Já vão longe os tempos em que Bernardo
Bertolucci gozava de um prestígio que o colocava entre os grandes diretores do
cinema.
“Os Sonhadores” é um trabalho pequeno, longe
dos recursos ou da aclamação de obras visionárias e audazes como o escandaloso
e brilhante “O Último Tango Em Paris”, ou o oscarizado “O Último Imperador”,
mas guarda todos os elementos autorais e a competência artística que fizeram o
nome de Bertolucci.
É necessário pouco tempo de filme para perceber
que é só por meio de projetos pequenos como este (baixo orçamento, encenação
improvisada, liberdade autoral e pleno domínio criativo do material) que
Bertolucci pode discorrer sobre cinema da forma como gosta: Fosse este um
trabalho de estúdio, e ele teria de moldar muito de sua visão à um esquema mais
restrito, politicamente correto e desprovido da sexualidade que ele por vezes
usa para expressar as pulsões de muitos de seus personagens.
No papel que a revelou para o mundo, a francesa
Eva Green passa boa parte do filme nua em pêlo –e este é só um dos elementos
que certamente seriam alterados se o diretor fizesse o filme nos EUA.
Interessante o fato de que, por mais que a
polêmica ainda discutida e controversa em torno de “O Último Tango Em Paris”
(onde Bertolucci e Marlon Brando teriam submetido a jovem Maria Schneider à uma
experiência abusiva durante a famigerada cena da manteiga) não tenha sido
esquecida, Bertolucci continua sendo um diretor que atrai intérpretes
interessados e, sobretudo, suas atrizes –como Eva Green, neste caso –de dispõem
a encarar as audaciosas cenas de nudez e sexo que ele elabora para elas, quando
certamente iriam recusar fazê-las com outros diretores.

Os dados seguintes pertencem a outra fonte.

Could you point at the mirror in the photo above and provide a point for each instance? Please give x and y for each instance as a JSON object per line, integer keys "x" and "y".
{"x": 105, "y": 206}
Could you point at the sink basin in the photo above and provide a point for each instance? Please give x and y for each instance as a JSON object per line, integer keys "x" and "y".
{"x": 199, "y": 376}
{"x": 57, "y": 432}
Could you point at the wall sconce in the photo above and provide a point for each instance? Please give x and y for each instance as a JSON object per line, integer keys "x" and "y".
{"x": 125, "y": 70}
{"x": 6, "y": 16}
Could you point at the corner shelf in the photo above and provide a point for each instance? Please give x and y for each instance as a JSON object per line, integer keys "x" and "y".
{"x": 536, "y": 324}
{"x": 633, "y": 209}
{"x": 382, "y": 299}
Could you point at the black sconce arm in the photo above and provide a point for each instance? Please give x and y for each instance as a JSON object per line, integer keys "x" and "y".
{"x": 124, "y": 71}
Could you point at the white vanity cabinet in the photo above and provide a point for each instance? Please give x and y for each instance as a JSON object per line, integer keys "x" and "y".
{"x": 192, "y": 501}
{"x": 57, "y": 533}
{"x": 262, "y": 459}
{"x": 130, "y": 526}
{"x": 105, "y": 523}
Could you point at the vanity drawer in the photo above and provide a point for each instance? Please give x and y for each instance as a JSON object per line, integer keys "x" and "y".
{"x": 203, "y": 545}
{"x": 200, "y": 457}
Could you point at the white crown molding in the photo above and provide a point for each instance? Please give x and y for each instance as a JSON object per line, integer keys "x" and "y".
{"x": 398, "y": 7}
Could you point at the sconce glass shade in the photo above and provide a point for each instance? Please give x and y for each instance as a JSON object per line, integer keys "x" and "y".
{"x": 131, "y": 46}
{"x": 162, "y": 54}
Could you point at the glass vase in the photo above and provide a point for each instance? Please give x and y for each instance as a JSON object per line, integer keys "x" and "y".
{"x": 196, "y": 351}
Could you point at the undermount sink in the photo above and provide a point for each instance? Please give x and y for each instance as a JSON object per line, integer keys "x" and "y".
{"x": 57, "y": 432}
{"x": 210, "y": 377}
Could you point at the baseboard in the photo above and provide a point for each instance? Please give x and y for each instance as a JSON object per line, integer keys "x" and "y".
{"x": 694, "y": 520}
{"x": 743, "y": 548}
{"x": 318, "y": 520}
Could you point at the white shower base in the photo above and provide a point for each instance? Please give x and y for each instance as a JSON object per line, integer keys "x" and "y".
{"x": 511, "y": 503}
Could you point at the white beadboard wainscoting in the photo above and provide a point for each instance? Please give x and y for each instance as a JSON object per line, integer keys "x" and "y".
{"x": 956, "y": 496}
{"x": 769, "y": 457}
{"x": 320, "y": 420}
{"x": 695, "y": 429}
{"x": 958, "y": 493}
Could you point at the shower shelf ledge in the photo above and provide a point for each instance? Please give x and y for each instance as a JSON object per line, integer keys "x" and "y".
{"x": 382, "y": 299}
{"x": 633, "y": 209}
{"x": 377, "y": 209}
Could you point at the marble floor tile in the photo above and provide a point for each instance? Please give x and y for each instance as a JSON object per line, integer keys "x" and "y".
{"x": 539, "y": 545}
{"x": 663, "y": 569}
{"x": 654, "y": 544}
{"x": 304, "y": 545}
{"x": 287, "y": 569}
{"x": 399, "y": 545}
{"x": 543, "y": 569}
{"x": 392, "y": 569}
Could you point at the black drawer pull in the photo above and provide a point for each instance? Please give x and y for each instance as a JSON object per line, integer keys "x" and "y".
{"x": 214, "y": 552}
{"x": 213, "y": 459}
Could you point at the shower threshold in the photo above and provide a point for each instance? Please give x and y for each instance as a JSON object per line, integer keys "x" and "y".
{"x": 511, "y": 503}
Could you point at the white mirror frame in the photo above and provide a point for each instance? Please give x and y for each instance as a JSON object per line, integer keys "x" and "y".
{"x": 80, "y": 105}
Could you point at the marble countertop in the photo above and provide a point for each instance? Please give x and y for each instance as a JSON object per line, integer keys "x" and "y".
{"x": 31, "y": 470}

Eva interpreta Isabelle uma estudante envolvida
no tumultuado protesto movido por alunos na França, em maio de 1968. Ao lado
dela, Louis Garrel faz seu irmão, Theo, com quem mantém um relacionamento às
raias do incestuoso, espécie de conseqüência da postura contestadora que
assumem. Mas, eis que vem dos EUA o americano Matthew (Michael Pitt) que ao
compor a última ponta desse triângulo amoroso, possibilita ao casal de irmãos
uma certa consumação de sua ideologia emocional e física –os três acabam se
confinando deliberadamente num apartamento, onde ignoram os acontecimentos
exteriores (e tais acontecimentos passam a ser ignorados pela narrativa também que
assume ares mais íntimos e menos engajados), e passam a explorar os limites de
sua convivência, com direto à referências apaixonadas de cinema da parte de seu
diretor, que incluem os clássicos “Band A Part”, de Jean Luc Godard, e “Monstros”,
de Todd Browning.
Lançando um olhar sobre a
juventude de um momento já crepuscular de sua vida, Bertolucci não escapa ao
inevitável de se deixar fascinar pelo corpo nu de Eva Green –ela é, em grande
medida, a justificativa de inúmeras cenas, e o pivô romântico que dá respaldo
ao filme –e deixa evidente a falta de fôlego que lhe acomete para fazer um
filme de mais amplitude (este seria um trabalho completamente diferente se
tivesse sido realizado pelo jovem Bertolucci dos anos 1960 e 70, quando
entregou obras complexas e comprometidas como “O Conformista” e “1900”) tal
como ele chegou a sugerir no seu início; os protestos estudantis, a militâncias,
e tantas outras questões já se acham tão distante na memória que só restou a
Bertolucci tocá-los sutilmente, como pano de fundo de uma história ainda mais
prosaica onde involuntariamente o diretor italiano enfatiza aquilo que ele, por
um longo tempo, renegou: A alienação.